I am thankful for Bliss Kiss’s nail oil. It does a really good job of healing my cuticles (which I have a tendency to bother with until my cuticles are a hot mess) when I remember to use it regularly.
I am thankful for my family. Despite my significant lack of self-confidence, I am raising two good kids with my husband. We do good. My kids are awesome.
I am thankful for my furbabies. They are buttheads sometimes, but they’re cats. They’re supposed to be. They love us and they’re even warming up to my husband who wants them to like him but isn’t around as often as it takes to get them comfortable.
I am thankful for how hard my husband works to support our family. He’s taken on additional hours to help get us on-budget to get out of debt. I know it’s hard on him but I am more grateful than I can say for what he does.
I am thankful for the upcoming holiday season. I am slowly working out how to make Christmas joyful again for me instead of the positive-energy-suck it’s been for the last several years. I’m working on it.
I am thankful to realize I don’t have to keep liking things I don’t like anymore just because I used to like them.

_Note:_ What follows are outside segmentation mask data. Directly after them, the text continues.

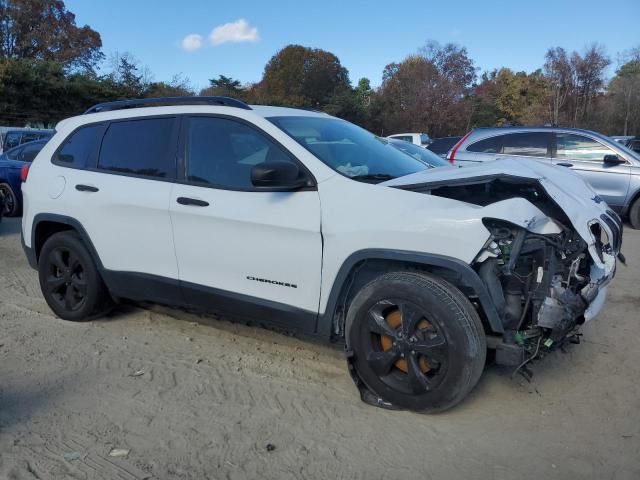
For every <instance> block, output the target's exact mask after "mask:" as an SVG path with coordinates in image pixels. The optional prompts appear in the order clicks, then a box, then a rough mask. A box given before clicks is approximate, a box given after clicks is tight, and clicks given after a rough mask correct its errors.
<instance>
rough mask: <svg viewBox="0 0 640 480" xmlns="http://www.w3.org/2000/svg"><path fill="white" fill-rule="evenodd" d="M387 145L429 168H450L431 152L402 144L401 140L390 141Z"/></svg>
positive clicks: (445, 161) (424, 149) (401, 141)
mask: <svg viewBox="0 0 640 480" xmlns="http://www.w3.org/2000/svg"><path fill="white" fill-rule="evenodd" d="M389 143H390V144H391V145H393V146H394V147H396V148H397V149H398V150H400V151H402V152H404V153H406V154H407V155H411V156H412V157H413V158H415V159H417V160H421V161H423V162H424V163H426V164H427V165H429V166H430V167H445V166H451V165H450V164H449V162H447V161H446V160H443V159H442V158H440V157H439V156H438V155H436V154H435V153H433V152H432V151H431V150H427V149H426V148H422V147H419V146H418V145H414V144H413V143H408V142H403V141H402V140H397V139H390V140H389Z"/></svg>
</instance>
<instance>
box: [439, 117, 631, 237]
mask: <svg viewBox="0 0 640 480" xmlns="http://www.w3.org/2000/svg"><path fill="white" fill-rule="evenodd" d="M447 158H448V160H449V161H451V162H455V163H456V164H458V165H460V166H468V165H473V164H477V163H480V162H486V161H490V160H497V159H500V158H513V159H524V158H533V159H536V160H538V161H540V162H543V163H548V164H553V165H559V166H562V167H567V168H570V169H571V170H573V171H575V172H576V173H578V174H580V175H581V176H582V177H583V178H584V179H585V180H586V181H587V182H589V183H590V184H591V186H592V187H593V189H594V190H595V191H596V192H597V194H598V197H599V198H601V199H602V200H604V201H605V202H607V204H608V205H609V206H610V207H611V208H612V209H613V210H615V211H616V212H618V213H619V214H621V215H627V216H628V217H629V222H630V223H631V226H632V227H633V228H635V229H640V154H638V153H636V152H634V151H633V150H631V149H629V148H627V147H625V146H624V145H622V144H621V143H618V142H616V141H615V140H613V139H611V138H610V137H606V136H604V135H601V134H599V133H596V132H592V131H589V130H581V129H573V128H556V127H535V128H534V127H498V128H477V129H475V130H472V131H471V132H469V133H467V135H465V136H464V137H463V138H462V139H461V140H460V141H459V142H458V143H457V144H456V145H455V146H454V147H453V149H451V151H450V152H449V154H448V157H447Z"/></svg>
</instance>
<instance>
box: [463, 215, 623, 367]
mask: <svg viewBox="0 0 640 480" xmlns="http://www.w3.org/2000/svg"><path fill="white" fill-rule="evenodd" d="M484 223H485V225H486V227H487V228H488V230H489V231H490V232H491V236H490V238H489V240H488V241H487V243H486V244H485V247H484V248H483V250H482V251H481V252H480V254H479V255H478V257H477V258H476V260H475V261H474V263H473V267H474V269H475V270H476V271H477V272H478V274H479V276H480V278H481V279H482V281H483V282H484V284H485V285H486V287H487V290H488V291H489V294H490V296H491V298H492V300H493V302H494V304H495V306H496V310H497V311H498V314H499V316H500V319H501V321H502V325H503V327H504V332H505V333H504V335H503V339H502V342H501V343H498V344H497V345H496V362H497V363H499V364H502V365H509V366H514V367H517V368H519V369H521V368H523V367H525V364H526V363H527V361H528V360H529V359H533V358H535V357H540V356H542V355H543V354H544V353H546V352H548V351H551V350H552V349H555V348H562V347H563V346H564V345H565V344H566V343H567V342H572V343H577V342H578V341H579V337H578V331H579V328H580V326H581V325H582V324H583V323H585V322H587V321H589V320H591V319H593V318H594V317H595V316H596V315H598V313H599V312H600V310H601V309H602V307H603V305H604V302H605V298H606V293H607V285H608V284H609V282H610V281H611V279H612V278H613V275H614V273H615V265H616V263H615V261H616V256H617V255H618V253H619V249H620V244H621V239H622V223H621V222H620V219H619V217H618V216H617V215H616V214H615V213H613V212H610V213H607V214H603V215H602V217H601V218H600V219H598V220H594V221H593V222H592V223H591V225H590V231H591V232H592V234H593V243H592V245H589V244H587V242H586V241H585V240H583V239H582V238H581V237H580V235H578V234H577V233H576V231H575V230H574V229H572V228H567V227H565V226H563V225H561V224H559V223H557V222H553V223H552V225H553V226H554V227H555V228H552V229H551V230H552V231H547V232H544V233H542V232H538V231H536V229H535V227H534V228H530V229H527V228H523V227H519V226H515V225H513V224H509V223H508V222H504V221H501V220H495V219H485V220H484ZM547 229H548V230H549V226H547ZM594 255H595V257H594ZM522 373H523V374H525V375H527V374H528V370H526V369H523V371H522Z"/></svg>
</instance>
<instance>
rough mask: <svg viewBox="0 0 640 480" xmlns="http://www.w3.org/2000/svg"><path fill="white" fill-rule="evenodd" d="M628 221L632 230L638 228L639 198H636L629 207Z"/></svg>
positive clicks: (639, 223)
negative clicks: (629, 206)
mask: <svg viewBox="0 0 640 480" xmlns="http://www.w3.org/2000/svg"><path fill="white" fill-rule="evenodd" d="M629 223H630V224H631V228H633V229H634V230H640V198H637V199H636V201H635V202H633V204H631V208H630V209H629Z"/></svg>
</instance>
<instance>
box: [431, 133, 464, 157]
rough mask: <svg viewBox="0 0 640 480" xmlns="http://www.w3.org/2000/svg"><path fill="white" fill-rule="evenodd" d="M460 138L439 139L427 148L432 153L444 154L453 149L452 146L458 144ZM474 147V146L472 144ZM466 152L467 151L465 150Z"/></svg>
mask: <svg viewBox="0 0 640 480" xmlns="http://www.w3.org/2000/svg"><path fill="white" fill-rule="evenodd" d="M460 138H462V137H447V138H439V139H436V140H434V141H433V142H431V143H430V144H429V146H428V147H427V148H428V149H429V150H431V151H432V152H434V153H437V154H439V155H440V154H444V153H447V152H448V151H449V150H451V149H452V148H453V146H454V145H455V144H456V143H458V141H459V140H460ZM474 145H475V144H474ZM467 150H468V149H467Z"/></svg>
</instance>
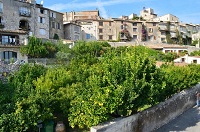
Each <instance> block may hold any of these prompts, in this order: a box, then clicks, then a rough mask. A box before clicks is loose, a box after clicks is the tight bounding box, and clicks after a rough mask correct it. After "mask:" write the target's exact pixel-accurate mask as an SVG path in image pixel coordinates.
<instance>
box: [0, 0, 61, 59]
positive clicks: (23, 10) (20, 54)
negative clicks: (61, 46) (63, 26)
mask: <svg viewBox="0 0 200 132" xmlns="http://www.w3.org/2000/svg"><path fill="white" fill-rule="evenodd" d="M63 34H64V33H63V14H62V13H59V12H56V11H53V10H50V9H48V8H45V7H43V5H41V4H36V1H35V0H0V59H1V60H5V61H9V60H10V59H11V58H14V60H15V61H16V60H25V61H27V57H26V56H22V55H21V54H20V46H21V45H26V44H27V43H28V37H29V36H32V35H34V36H36V37H38V38H44V39H54V38H56V39H58V38H61V39H62V38H63Z"/></svg>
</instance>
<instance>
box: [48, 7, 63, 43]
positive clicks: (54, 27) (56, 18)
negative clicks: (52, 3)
mask: <svg viewBox="0 0 200 132" xmlns="http://www.w3.org/2000/svg"><path fill="white" fill-rule="evenodd" d="M49 27H50V28H49V38H50V39H55V37H56V36H57V35H58V37H59V39H63V38H64V30H63V28H64V27H63V14H62V13H60V12H56V11H53V10H49ZM56 34H57V35H56Z"/></svg>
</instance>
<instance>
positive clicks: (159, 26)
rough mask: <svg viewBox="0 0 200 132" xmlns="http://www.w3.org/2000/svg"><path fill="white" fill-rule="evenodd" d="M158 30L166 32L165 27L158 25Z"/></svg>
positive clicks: (161, 25)
mask: <svg viewBox="0 0 200 132" xmlns="http://www.w3.org/2000/svg"><path fill="white" fill-rule="evenodd" d="M158 30H164V31H167V30H168V29H167V26H166V25H159V26H158Z"/></svg>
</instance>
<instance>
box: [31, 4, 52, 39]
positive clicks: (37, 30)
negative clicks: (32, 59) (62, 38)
mask: <svg viewBox="0 0 200 132" xmlns="http://www.w3.org/2000/svg"><path fill="white" fill-rule="evenodd" d="M35 21H36V22H35V33H34V35H35V36H36V37H38V38H46V39H49V28H50V27H49V10H48V9H46V8H44V7H43V6H39V5H38V6H36V9H35Z"/></svg>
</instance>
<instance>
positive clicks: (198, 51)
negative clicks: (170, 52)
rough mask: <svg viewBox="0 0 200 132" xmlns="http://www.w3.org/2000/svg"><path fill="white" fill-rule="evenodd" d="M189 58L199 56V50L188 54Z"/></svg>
mask: <svg viewBox="0 0 200 132" xmlns="http://www.w3.org/2000/svg"><path fill="white" fill-rule="evenodd" d="M190 55H191V56H200V50H196V51H193V52H191V53H190Z"/></svg>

That means unsubscribing from RSS feeds of comics I don’t like anymore, and un-Patreon-ing people whose content I don’t enjoy anymore. If I’m sticking with a thing out of guilt, that’s not the right reason, and I’m going to be happier without it 95% of the time.
I am thankful for the uncluttering I have done in my life. I am freer for it, and I look forward to doing some more in the coming weeks.
I am thankful for my friends. You know who you are. Thank you for sticking with me even though I’m basically Eeyore inside a Tigger facade.
I am thankful for the times that motivational stuff resonates with me. It doesn’t always (like right now), but I greatly appreciate the times my headspace allows it in because I feel so much better when it does.
There’s so much else I’m thankful for. Mostly, I’m so very thankful that sharing my gratitudes is no longer uncomfortable. It felt very “woo-woo” for a very long time. Uncomfortable. Cheesy. Something Not To Be Shared. But now it’s not, and that’s very helpful to me.